Adda failed to undertake the remedial works (which would have cost over £100 million) and so Zinc issued a claim for an order requiring specific performance of Adda's obligations under the leases to trade operate and maintain each of the hotels in a manner consistent with the Hilton Hotels Brand Standards, by remedying the various breaches. In the alternative, they sought damages for breach of covenant.

Upon Adda's application, the Deputy Master struck out Zinc's claim insofar as it sought the remedy of specific performance.

The decision

Zinc appealed the Deputy Master's decision. The High Court Judge concluded that the Deputy Master's reasoning was correct and dismissed the appeal for the following reasons:

1. The Deputy Master was right to conclude that Zinc had no real prospects of obtaining an order for specific performance at trial and the Particulars of Claim disclosed no reasonable grounds for seeking such relief.
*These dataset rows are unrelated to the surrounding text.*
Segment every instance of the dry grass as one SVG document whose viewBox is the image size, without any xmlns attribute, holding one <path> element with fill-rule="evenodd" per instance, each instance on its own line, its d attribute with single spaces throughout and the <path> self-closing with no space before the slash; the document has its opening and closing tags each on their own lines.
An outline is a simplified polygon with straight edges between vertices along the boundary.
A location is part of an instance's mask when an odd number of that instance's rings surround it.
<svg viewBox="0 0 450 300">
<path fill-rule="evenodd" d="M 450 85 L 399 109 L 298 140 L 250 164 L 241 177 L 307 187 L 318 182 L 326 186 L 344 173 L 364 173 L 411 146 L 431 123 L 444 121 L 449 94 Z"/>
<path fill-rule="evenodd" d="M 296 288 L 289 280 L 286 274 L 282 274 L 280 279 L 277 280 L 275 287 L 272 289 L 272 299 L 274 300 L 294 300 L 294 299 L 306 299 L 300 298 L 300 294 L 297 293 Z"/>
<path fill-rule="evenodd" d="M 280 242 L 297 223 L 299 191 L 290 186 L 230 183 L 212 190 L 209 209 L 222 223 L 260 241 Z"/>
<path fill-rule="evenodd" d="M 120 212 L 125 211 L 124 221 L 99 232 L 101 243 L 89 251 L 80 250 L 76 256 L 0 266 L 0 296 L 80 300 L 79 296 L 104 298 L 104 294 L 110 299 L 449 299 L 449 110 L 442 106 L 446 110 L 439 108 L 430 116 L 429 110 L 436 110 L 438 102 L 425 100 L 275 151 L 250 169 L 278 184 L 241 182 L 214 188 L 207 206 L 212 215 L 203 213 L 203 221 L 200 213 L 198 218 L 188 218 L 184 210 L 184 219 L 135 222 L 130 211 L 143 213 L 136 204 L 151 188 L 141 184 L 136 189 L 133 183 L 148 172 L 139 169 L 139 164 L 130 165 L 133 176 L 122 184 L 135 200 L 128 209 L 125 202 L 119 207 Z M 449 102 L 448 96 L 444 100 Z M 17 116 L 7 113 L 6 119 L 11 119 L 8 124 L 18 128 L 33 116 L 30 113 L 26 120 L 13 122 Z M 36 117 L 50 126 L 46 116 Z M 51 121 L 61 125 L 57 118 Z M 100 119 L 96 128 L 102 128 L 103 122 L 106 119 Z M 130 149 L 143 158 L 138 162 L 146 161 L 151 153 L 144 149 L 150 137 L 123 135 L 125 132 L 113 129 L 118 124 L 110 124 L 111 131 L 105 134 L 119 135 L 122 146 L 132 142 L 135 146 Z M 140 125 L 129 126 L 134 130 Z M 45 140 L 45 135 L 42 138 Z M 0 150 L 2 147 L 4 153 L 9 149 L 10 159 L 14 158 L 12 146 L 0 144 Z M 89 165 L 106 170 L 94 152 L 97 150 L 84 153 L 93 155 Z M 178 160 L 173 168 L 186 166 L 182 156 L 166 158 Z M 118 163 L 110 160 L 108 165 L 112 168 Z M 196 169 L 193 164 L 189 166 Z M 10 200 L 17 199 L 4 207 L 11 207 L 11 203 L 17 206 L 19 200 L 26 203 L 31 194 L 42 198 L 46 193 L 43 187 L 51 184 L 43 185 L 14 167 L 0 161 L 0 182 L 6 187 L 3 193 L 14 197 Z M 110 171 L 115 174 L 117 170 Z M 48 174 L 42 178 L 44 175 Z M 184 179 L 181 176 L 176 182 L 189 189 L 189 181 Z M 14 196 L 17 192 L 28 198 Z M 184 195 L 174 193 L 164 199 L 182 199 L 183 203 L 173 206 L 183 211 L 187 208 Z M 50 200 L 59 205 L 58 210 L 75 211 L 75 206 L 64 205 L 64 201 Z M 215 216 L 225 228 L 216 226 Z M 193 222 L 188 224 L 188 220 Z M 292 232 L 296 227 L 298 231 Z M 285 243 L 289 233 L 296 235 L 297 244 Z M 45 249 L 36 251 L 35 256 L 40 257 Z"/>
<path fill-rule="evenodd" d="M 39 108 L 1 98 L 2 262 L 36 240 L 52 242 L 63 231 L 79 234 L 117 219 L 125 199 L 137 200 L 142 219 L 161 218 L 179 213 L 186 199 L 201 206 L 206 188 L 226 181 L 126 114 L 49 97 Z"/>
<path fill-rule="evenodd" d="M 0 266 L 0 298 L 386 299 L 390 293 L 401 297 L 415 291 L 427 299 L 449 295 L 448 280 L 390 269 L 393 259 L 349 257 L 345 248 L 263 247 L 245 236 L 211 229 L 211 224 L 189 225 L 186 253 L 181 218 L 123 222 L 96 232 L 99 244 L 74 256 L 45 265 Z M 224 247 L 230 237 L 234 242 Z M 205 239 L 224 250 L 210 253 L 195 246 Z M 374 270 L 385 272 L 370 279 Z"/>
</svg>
2. Zinc's claim for specific performance had an "air of unreality and fictionality about it" because:

a. they had not established that they had any legitimate interest which went beyond monetary compensation and so specific performance should not, in principle, be granted;

b. the difficulties which Zinc alleged it would have in valuing its loss were "more imagined than real" particularly where Zinc accepted that the performance of the works would make no difference to the rent they would receive from their investment in the hotels. Seeking an order requiring Adda to carry out £100 million worth of works, which cost would far exceed the likely loss Zinc would suffer, would be inequitable;

c. the necessary valuation exercise was not overly complicated and, even if it were, this would not satisfy the necessary condition of having a legitimate interest extending beyond monetary compensation;

d. the Court could not grant specific performance of the principal trading obligations — i.e. it could not order Adda to actively trade from the premises — and so, by the same reasoning, it was not able to order specific performance of the ancillary parts of the obligation relating to the mode of trading;

e. even if an order for specific performance were available, such an order would create difficulties in terms of supervision and the only available enforcement mechanism would be contempt of Court "creating oppression caused by [Adda] having to do things under threat of proceedings for contempt".

3. In the circumstances, the Judge held that Zinc had no real prospect of successfully persuading a Judge at trial that it would be appropriate to make an order for specific performance and there was no other compelling reason why the issue should not be disposed of at that stage. Damages would be an adequate remedy.

Comment

This case illustrates the potential difficulties landlords may face when seeking an order for specific performance of tenant covenants under a lease. Landlords may wish to consider alternative enforcement options, such as forfeiture or, if the lease contains a Jervis v Harris type clause, whether it would be preferable to undertake the works themselves and subsequently seek to recover the costs from the tenant as a debt.

The article first appeared in our Real Estate Bulletin - September 2018.

The content of this article is intended to provide a general guide to the subject matter. Specialist advice should be sought about your specific circumstances.